Today’s Daily Lesson comes from 1 Corinthians chapter 15 verses 35 through 42 and 50 through 58:
35 But someone will ask, ‘How are the dead raised? With what kind of body do they come?’ 36Fool! What you sow does not come to life unless it dies. 37And as for what you sow, you do not sow the body that is to be, but a bare seed, perhaps of wheat or of some other grain. 38But God gives it a body as he has chosen, and to each kind of seed its own body. 39Not all flesh is alike, but there is one flesh for human beings, another for animals, another for birds, and another for fish. 40There are both heavenly bodies and earthly bodies, but the glory of the heavenly is one thing, and that of the earthly is another. 41There is one glory of the sun, and another glory of the moon, and another glory of the stars; indeed, star differs from star in glory.
42 So it is with the resurrection of the dead. What is sown is perishable, what is raised is imperishable. 43It is sown in dishonour, it is raised in glory. It is sown in weakness, it is raised in power. 44It is sown a physical body, it is raised a spiritual body. If there is a physical body, there is also a spiritual body.
50 What I am saying, brothers and sisters, is this: flesh and blood cannot inherit the kingdom of God, nor does the perishable inherit the imperishable. 51Listen, I will tell you a mystery! We will not all die, but we will all be changed, 52in a moment, in the twinkling of an eye, at the last trumpet. For the trumpet will sound, and the dead will be raised imperishable, and we will be changed. 53For this perishable body must put on imperishability, and this mortal body must put on immortality. 54When this perishable body puts on imperishability, and this mortal body puts on immortality, then the saying that is written will be fulfilled:
‘Death has been swallowed up in victory.’
55 ‘Where, O death, is your victory?
Where, O death, is your sting?’
56The sting of death is sin, and the power of sin is the law. 57But thanks be to God, who gives us the victory through our Lord Jesus Christ.
58 Therefore, my beloved, be steadfast, immovable, always excelling in the work of the Lord, because you know that in the Lord your labour is not in vain.
The teaching on resurrection has been woefully misleading for many centuries.
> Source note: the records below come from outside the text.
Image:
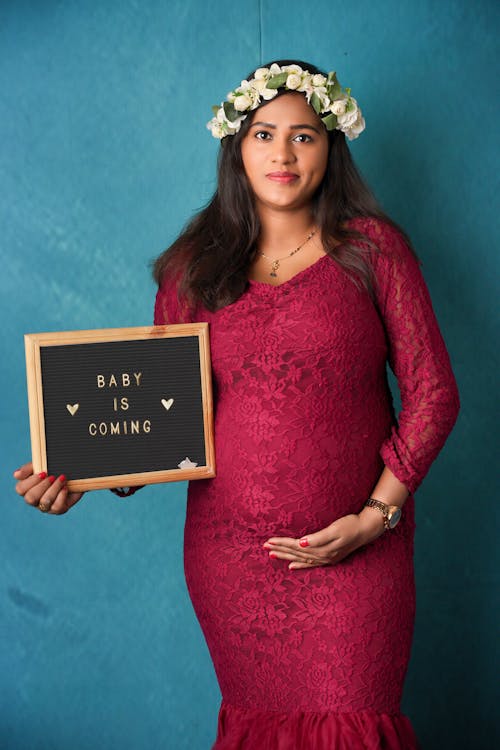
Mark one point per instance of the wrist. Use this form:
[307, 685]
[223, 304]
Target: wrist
[372, 524]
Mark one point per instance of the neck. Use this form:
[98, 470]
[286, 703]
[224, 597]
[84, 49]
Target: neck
[281, 229]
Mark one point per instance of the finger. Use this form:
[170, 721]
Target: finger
[26, 484]
[60, 504]
[34, 488]
[308, 565]
[64, 501]
[24, 471]
[286, 541]
[297, 557]
[319, 538]
[50, 495]
[297, 552]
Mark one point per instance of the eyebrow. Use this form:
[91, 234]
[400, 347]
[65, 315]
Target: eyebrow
[303, 126]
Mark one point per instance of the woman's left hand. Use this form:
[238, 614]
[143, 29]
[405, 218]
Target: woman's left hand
[329, 545]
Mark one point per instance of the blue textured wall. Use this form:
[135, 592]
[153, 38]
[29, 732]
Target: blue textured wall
[104, 156]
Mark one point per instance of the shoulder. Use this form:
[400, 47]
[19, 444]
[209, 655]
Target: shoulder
[386, 242]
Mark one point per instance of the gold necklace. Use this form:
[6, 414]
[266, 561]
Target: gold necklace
[275, 264]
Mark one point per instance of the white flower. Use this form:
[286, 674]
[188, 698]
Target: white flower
[318, 80]
[259, 84]
[261, 73]
[296, 69]
[251, 94]
[338, 107]
[357, 127]
[306, 83]
[215, 128]
[350, 115]
[268, 94]
[242, 102]
[293, 81]
[320, 91]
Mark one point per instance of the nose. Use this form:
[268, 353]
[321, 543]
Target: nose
[282, 151]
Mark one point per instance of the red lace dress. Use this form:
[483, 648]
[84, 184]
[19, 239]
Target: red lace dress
[314, 659]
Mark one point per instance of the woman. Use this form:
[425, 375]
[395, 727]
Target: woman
[298, 555]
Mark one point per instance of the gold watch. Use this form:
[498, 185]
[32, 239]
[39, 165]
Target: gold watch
[391, 513]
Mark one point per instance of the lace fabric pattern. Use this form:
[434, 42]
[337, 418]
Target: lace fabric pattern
[304, 423]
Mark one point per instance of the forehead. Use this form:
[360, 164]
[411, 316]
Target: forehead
[287, 109]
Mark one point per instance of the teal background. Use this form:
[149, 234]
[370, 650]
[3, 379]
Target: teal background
[104, 156]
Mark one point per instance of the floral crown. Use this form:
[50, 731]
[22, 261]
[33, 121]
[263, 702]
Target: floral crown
[335, 105]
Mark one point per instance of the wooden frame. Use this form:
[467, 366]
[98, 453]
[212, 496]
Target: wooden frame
[38, 347]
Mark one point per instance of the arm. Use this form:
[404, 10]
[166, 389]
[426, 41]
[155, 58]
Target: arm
[418, 358]
[429, 400]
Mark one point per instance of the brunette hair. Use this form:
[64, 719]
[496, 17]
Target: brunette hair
[213, 254]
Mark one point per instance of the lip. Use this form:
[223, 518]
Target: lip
[284, 177]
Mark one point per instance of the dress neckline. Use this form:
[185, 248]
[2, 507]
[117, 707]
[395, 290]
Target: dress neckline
[293, 279]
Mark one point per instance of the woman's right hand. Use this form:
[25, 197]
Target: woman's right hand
[48, 494]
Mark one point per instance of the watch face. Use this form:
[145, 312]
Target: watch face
[394, 518]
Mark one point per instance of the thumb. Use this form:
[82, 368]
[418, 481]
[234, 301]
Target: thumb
[24, 471]
[319, 538]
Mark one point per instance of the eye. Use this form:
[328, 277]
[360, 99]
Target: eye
[262, 135]
[303, 138]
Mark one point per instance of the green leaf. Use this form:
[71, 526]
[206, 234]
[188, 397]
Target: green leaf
[316, 103]
[231, 113]
[276, 81]
[330, 121]
[335, 91]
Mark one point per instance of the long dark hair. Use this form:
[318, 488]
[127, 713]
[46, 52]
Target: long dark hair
[213, 254]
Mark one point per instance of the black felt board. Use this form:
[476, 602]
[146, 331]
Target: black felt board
[170, 369]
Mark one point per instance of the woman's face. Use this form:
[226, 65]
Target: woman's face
[285, 153]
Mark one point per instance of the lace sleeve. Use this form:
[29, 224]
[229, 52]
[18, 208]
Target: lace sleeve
[417, 356]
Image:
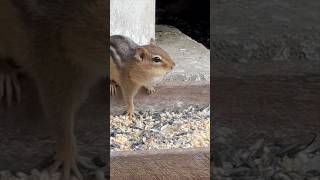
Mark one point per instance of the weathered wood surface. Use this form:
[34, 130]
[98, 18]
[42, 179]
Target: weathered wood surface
[173, 164]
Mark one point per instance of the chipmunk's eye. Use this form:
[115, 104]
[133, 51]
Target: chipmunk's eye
[156, 59]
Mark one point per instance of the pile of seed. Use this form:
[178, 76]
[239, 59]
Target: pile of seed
[44, 175]
[184, 128]
[267, 160]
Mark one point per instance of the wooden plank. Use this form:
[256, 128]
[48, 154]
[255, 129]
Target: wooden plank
[173, 164]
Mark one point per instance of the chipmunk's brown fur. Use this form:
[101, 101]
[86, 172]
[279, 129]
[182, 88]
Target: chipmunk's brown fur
[133, 66]
[61, 44]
We have turned the idea of resurrection into a spiritual evacuation plan for another world. This has led to all manner of misunderstandings and misappropriations — including the notion that we are saving only “souls” and that the body is essentially a shell to be “left behind” — just like the earth and all earthly things. The end result of all this is a disembodied understanding of resurrection, resulting in very careless approaches to the material world — including medicine, creation care, etc.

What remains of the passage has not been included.